Notre "pierre de Rosette" pour décrypter les doubles liens psychotisants

J.C. BENOIT * (in Thérapie Familiale, 1995, 16, 1, 99-118)
*C.H.Paul Guiraud, 54 Avenue de la République, F-94806 Villejuif-Cedex.

"L’hypothèse du double lien - c. à d. la description de la schizophrénie en tant qu’être mental /the mental description of schizophrenia /- était en soi une contribution à l’épistémologie, et la jauger /evaluate it / était, si vous le voulez bien, un exercice en forme de méta-épistémologie. L’épistémologie elle-même est en train de devenir un sujet récursif, une étude récursive de la récursivité elle- même. Ainsi quiconque rencontre l’hypothèse du double lien rencontre ce problème que l’épistémologie était déjà modifiée par l’hypothèse du double lien, et que cette hypothèse elle-même devait ainsi être approchée avec le mode de pensée nouveau que cette hypothèse avait proposé.
/.../ De temps en temps, on se plaint à moi de la densité de mes écrits et de la difficulté à les comprendre. Si cela peut mettre à l’aise ceux qui trouvent la matière difficile à comprendre, je leur dirai que je me suis moi-même conduit, au fil des ans, en un "lieu" où les affirmations dualistes conventionnelles sur les relations corps-esprit - les dualismes conventionnels du darwinisme, de la psychanalyse, et de la théologie - sont absolument inintelligibles pour moi."

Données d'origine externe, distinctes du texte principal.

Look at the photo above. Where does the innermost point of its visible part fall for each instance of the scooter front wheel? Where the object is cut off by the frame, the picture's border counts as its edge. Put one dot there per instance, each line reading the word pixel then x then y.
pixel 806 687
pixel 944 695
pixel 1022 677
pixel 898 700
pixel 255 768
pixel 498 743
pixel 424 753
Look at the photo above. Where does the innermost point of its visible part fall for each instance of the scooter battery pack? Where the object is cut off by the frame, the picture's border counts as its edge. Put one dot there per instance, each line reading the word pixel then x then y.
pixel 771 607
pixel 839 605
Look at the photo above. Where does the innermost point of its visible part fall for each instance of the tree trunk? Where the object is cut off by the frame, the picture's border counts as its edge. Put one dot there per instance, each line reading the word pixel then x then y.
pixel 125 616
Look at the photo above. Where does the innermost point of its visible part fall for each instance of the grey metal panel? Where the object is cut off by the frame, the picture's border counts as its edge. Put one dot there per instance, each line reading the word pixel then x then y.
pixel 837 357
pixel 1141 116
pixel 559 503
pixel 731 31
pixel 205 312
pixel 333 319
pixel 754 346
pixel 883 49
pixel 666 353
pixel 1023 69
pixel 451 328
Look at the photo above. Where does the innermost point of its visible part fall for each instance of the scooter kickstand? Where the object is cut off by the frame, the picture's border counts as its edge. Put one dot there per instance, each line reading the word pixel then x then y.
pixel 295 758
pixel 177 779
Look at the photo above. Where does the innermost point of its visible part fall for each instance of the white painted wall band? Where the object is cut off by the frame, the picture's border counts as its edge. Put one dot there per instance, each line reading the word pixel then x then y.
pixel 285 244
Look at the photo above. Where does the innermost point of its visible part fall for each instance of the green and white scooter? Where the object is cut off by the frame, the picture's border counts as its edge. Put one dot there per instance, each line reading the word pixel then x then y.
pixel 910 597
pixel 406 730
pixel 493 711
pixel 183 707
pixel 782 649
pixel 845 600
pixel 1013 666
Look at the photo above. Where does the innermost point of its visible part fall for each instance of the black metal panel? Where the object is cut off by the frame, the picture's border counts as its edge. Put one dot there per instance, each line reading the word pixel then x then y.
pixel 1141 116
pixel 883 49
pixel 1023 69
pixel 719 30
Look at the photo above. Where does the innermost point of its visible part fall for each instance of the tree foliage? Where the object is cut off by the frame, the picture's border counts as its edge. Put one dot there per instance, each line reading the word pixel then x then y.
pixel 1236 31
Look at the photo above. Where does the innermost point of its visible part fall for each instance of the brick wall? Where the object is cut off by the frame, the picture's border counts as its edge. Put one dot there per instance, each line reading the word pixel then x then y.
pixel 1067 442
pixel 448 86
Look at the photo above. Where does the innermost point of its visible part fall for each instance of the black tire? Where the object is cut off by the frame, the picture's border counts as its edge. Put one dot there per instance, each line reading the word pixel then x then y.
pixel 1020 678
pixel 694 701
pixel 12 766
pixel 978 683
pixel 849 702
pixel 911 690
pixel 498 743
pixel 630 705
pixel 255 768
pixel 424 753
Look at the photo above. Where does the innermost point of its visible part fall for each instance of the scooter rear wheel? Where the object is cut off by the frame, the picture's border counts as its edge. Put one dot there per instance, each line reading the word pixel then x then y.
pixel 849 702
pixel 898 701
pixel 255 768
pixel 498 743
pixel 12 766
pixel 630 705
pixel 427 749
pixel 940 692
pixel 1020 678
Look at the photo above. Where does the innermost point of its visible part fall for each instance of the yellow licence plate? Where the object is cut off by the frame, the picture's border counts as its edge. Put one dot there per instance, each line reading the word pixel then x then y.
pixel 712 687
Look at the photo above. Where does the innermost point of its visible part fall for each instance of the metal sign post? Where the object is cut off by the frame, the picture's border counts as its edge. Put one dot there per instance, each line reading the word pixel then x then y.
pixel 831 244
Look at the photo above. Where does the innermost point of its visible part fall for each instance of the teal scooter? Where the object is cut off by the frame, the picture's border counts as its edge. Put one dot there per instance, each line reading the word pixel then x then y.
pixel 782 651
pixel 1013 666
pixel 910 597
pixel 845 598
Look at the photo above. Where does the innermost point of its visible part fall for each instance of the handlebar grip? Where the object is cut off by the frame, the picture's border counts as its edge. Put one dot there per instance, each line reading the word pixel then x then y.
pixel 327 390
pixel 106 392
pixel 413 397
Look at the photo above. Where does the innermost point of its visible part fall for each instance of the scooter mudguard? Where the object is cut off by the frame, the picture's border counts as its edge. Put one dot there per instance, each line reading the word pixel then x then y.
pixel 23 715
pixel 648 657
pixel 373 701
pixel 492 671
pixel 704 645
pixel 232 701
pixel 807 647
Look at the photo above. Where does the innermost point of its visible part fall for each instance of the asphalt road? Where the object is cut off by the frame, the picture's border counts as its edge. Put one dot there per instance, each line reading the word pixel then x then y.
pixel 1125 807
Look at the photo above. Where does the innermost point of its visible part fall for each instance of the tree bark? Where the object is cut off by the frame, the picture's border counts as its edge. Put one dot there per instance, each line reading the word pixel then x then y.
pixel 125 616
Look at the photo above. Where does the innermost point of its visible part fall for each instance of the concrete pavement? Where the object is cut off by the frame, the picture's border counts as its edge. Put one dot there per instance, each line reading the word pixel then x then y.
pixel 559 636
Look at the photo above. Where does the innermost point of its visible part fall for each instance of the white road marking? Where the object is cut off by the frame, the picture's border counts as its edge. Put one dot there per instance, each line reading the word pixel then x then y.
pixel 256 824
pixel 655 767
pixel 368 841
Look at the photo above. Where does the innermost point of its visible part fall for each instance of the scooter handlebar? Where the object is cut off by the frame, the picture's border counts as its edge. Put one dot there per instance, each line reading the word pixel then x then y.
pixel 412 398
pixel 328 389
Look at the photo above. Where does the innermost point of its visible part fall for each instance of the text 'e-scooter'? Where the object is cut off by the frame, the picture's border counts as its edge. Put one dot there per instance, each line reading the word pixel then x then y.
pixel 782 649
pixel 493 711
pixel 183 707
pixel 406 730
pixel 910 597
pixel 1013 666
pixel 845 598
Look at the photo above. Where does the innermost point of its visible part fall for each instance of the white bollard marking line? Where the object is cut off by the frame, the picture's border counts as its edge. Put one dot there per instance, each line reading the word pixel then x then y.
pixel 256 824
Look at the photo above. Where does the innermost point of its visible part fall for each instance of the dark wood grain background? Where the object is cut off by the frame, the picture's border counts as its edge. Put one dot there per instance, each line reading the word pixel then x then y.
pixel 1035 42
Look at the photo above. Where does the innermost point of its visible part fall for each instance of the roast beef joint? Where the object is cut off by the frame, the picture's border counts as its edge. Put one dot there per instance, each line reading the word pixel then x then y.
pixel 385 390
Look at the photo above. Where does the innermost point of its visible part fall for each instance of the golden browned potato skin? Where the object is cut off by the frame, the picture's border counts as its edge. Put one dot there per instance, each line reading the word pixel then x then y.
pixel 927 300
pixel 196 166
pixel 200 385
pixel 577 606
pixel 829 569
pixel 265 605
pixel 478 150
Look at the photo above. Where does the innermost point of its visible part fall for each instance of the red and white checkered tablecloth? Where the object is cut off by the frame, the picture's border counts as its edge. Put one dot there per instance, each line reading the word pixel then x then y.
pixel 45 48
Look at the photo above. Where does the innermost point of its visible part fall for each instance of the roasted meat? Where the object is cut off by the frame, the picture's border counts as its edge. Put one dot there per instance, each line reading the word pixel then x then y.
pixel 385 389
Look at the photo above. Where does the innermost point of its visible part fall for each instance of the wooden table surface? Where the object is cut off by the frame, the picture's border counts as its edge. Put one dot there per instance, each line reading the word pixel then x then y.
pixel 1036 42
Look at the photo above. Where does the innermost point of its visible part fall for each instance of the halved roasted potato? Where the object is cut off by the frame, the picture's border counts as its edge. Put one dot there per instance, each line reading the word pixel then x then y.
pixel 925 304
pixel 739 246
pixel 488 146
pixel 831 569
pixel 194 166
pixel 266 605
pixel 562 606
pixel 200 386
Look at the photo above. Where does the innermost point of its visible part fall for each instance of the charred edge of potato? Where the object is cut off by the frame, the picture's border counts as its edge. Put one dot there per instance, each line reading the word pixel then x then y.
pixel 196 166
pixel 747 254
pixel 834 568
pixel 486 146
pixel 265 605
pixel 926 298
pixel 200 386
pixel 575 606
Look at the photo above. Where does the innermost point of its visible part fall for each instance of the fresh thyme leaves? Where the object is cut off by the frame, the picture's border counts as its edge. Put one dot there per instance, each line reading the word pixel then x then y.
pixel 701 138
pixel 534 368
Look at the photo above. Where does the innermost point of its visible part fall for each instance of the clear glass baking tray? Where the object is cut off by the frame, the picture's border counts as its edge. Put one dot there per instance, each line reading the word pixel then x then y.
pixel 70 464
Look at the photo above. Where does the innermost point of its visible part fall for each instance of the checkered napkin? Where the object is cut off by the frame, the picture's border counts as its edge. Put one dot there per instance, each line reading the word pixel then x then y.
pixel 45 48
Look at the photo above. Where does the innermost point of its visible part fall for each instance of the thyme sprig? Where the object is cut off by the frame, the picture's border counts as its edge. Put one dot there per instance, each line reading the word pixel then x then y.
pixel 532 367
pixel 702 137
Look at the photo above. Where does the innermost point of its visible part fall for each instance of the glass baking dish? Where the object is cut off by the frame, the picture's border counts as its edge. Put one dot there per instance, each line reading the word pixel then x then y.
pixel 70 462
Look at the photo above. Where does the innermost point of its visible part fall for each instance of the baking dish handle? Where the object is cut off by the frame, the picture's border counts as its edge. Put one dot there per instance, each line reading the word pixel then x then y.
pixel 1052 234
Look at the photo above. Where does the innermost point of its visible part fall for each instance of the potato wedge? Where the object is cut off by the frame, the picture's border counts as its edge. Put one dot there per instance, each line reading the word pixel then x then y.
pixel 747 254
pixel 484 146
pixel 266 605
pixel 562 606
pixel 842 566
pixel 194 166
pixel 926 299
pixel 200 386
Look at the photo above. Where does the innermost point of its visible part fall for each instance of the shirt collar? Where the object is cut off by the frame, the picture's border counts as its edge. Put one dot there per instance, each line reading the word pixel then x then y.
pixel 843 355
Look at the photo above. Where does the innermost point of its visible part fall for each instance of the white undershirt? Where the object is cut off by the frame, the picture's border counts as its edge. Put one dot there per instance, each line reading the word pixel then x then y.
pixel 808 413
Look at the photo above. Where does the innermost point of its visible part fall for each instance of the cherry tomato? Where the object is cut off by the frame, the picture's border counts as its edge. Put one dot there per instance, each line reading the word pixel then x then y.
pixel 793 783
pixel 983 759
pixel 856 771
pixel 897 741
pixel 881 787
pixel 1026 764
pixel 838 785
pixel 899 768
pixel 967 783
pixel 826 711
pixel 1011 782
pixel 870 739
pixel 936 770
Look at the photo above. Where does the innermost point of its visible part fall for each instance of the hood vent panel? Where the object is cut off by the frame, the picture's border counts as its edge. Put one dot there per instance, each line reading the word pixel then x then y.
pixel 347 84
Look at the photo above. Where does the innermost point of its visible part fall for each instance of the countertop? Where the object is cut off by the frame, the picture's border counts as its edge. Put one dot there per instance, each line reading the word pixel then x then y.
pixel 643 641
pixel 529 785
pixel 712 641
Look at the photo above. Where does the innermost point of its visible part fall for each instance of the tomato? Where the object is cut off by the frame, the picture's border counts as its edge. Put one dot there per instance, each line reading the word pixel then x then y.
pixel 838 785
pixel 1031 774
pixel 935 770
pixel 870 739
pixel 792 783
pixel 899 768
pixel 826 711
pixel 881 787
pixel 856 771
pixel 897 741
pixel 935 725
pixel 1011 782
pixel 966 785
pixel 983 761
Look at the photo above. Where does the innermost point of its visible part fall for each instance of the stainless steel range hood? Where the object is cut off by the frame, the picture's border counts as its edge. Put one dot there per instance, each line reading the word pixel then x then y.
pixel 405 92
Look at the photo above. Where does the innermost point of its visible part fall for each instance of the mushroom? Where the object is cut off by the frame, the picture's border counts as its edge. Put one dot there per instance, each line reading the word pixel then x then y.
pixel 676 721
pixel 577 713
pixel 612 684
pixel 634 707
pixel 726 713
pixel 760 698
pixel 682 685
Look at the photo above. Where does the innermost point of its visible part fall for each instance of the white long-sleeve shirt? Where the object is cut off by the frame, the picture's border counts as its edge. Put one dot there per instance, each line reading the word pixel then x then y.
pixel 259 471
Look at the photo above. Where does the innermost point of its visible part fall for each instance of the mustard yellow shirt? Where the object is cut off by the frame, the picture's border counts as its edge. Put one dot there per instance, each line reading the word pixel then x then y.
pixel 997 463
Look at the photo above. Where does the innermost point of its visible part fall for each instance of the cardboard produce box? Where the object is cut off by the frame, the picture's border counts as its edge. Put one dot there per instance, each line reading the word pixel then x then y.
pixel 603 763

G. BATESON - Afterword, in Brockman J., Ed. : About Bateson. Dutton, New York, 1977, pp. 235-236.

Notre difficulté à comprendreBATESON équivaut à notre difficulté à concevoir que notre perception du monde doit abandonner l’image naïve d’un dialogue possible entre d’une part l’homme expliquant le monde et d’autre part ce monde lui-même. BATESON nous dit que cette dichotomie est impossible ou pathogène, inhumaine. Ma conception du monde est saisie dans la suprématie totale du monde sur moi, homme qui est soumis à l’évolution du monde, et qui sait ceci : "je suis jeté dans le monde".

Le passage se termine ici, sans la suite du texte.